For this effort in qualifying, Biles received the highest score of the competition thus far: a 15.266, out of a total possible value of 16.4, which combines the potential “Perfect 10” of execution (which nobody gets anymore) with the skill’s 6.4 difficulty value, or DV. Now here’s where it gets tricky: Biles’ execution score in qualifying was a 9.366, which in the post-Perfect-10 world is quite high—especially considering the massive step back she took on landing (signifying too much power, which we will revisit momentarily). Her total score would have been a currently unheard-of 15.766. However, Biles lost another half-point because her coach, Laurent Landi, stood on the mat as a spotter.

Simone Biles

What? You might be wondering. Aren’t spotters there for safety? Wouldn’t this be like Taylor Swift’s boyfriend getting a penalty for wearing a helmet on the football field?

Elite gymnastics has a complicated relationship with the spotter. In only one event, uneven bars, are spotters allowed without penalty—and this is only the case because of a rule change spurred by a grisly fall American gymnast Jennifer Sey took back in 1985. On balance beam, vault, and floor exercise, athletes who use spotters are penalized, because they do not typically fly as high in the air, and the physics of the elements make a head or neck injury considerably less likely. In the other events, elite gymnastics still believes, the presence of a spotter is a sign that an athlete is “chucking,” or attempting a skill outside their reach.

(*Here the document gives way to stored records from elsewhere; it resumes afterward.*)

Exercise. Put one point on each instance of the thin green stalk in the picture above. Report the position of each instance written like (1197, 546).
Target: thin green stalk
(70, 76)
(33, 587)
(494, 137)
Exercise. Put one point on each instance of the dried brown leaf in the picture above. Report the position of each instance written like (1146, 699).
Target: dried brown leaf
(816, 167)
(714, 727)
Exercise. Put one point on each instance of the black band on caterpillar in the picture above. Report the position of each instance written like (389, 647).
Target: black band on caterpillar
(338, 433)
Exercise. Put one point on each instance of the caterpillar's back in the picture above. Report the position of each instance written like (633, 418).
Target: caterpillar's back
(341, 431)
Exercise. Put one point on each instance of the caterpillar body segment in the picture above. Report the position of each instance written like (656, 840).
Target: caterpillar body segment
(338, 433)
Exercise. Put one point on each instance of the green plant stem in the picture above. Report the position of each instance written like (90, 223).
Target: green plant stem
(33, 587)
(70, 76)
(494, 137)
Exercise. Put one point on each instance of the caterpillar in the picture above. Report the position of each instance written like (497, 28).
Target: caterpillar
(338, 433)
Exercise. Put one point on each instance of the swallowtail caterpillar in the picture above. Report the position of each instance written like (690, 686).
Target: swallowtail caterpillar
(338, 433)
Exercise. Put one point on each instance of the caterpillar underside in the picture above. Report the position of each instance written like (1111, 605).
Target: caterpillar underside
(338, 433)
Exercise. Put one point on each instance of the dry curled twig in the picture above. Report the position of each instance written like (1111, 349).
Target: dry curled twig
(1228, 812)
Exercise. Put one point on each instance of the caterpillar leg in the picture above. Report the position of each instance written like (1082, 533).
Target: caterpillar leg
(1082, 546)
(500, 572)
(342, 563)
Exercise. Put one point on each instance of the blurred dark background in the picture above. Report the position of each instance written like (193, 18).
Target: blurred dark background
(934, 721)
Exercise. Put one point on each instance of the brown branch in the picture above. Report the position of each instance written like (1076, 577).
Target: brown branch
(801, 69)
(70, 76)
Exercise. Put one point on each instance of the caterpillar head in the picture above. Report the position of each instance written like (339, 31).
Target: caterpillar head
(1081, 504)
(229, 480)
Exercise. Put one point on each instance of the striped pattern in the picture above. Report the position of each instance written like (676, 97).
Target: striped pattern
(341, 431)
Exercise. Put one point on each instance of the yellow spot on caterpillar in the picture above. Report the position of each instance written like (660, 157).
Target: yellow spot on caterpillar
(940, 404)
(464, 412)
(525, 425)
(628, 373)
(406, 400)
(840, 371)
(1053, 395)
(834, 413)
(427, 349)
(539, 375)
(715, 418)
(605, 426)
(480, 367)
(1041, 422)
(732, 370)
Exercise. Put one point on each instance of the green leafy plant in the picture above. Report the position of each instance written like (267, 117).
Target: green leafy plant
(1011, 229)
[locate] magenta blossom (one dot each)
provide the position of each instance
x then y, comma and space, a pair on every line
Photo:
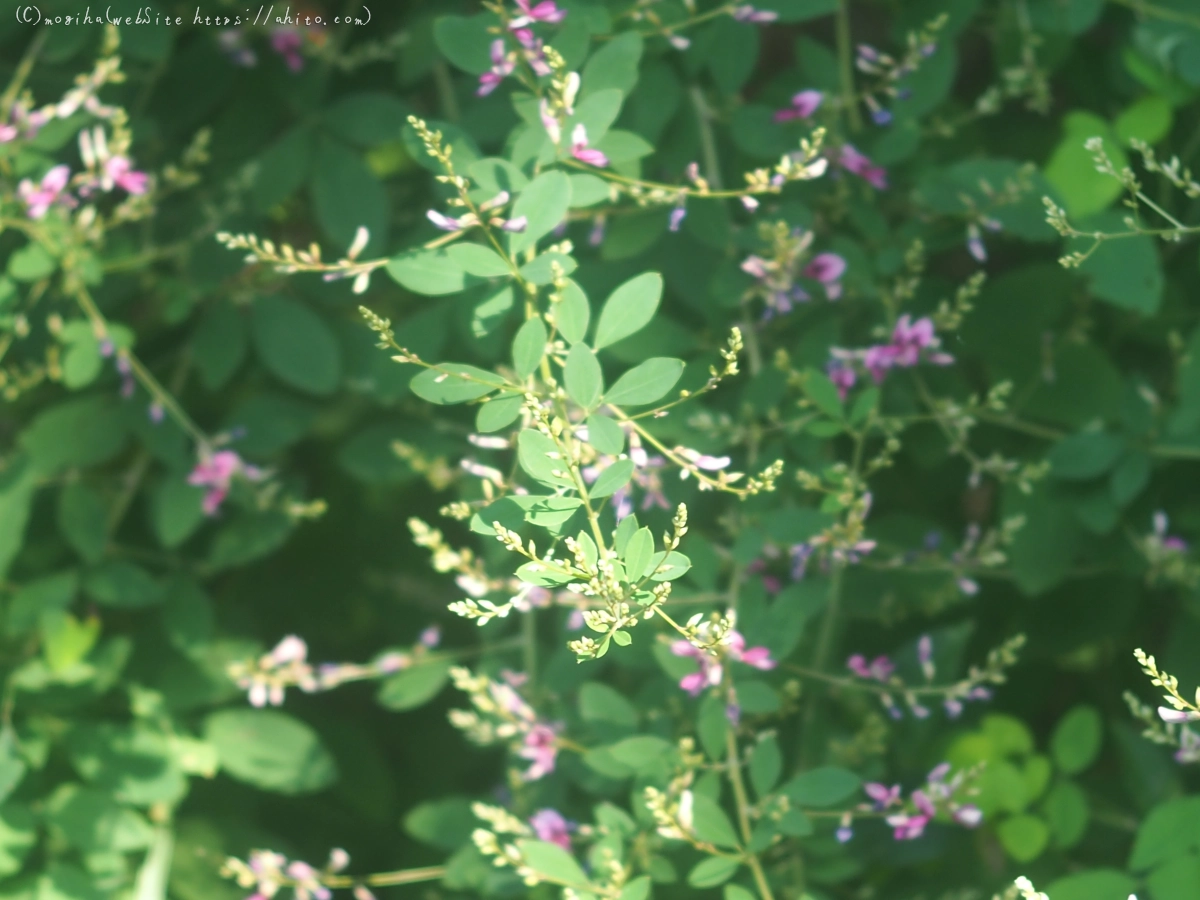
879, 670
287, 42
711, 671
828, 269
216, 472
855, 162
581, 151
51, 191
502, 67
803, 106
551, 827
544, 11
540, 747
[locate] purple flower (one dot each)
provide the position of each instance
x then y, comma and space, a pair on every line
855, 162
51, 191
544, 11
549, 826
581, 151
748, 13
502, 67
803, 106
286, 42
827, 268
540, 747
879, 670
216, 472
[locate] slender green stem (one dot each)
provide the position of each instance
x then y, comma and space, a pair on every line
846, 66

Because chucking is unsafe and unwise, the International Gymnastics Federation penalizes it to the greatest extent it can in the Code of Points. For example, the Code’s progressive devaluation of the infamous Produnova “vault of death”—essentially the mirror image of the Biles II with a front handspring approach and two front flips in post-flight—has successfully discouraged gymnasts from attempting this oft-chucked skill. To further discourage gymnasts from attempting moves beyond their abilities, the Code of Points also penalizes spotters.

Simone Biles

However, the controversy over what is now being dubbed the “Laurent deduction” is that Biles isn’t chucking the Biles II. Simone Biles does not chuck, thank you very much. So why the spotter?

As someone who has done her share of spotting as a gymnastics coach, I can tell you from my training that spotting is not miracle work, and it’s not intended to prevent all injury. It’s to minimize catastrophic injury—i.e., a gymnast breaking her neck and potentially becoming paralyzed or dead.

So this, presumably, is why Landi and Biles (and the troika of experienced coaches currently in charge of the national team) have elected to have him spotting: When Biles performs the Biles II, she flies so high that if it goes wrong, it could go catastrophically wrong, much quicker than a single-flipping vault can. I hope I never have to see it proven, but clearly Biles and Landi believe that if her hand slipped on the table—which can happen to even the most expert gymnasts—he could save her life up there. If her coach’s presence on the podium makes Biles feel safe enough to grace the world with this vault, then so be it—even if there is a penalty to pay.

And pay she did. On Saturday, in the women’s vault event final, Biles once again threw the Biles II—but this time, unlike in qualification, her power was too much for her feet to catch up with, and she over-rotated and finished the skill on her back with her outstretched arms bracing her neck (a master class in fall safety, by the way). Thus she suffered the standard one-point deduction for falling—plus the half-point Laurent deduction, along with any small faults in execution incurred midair.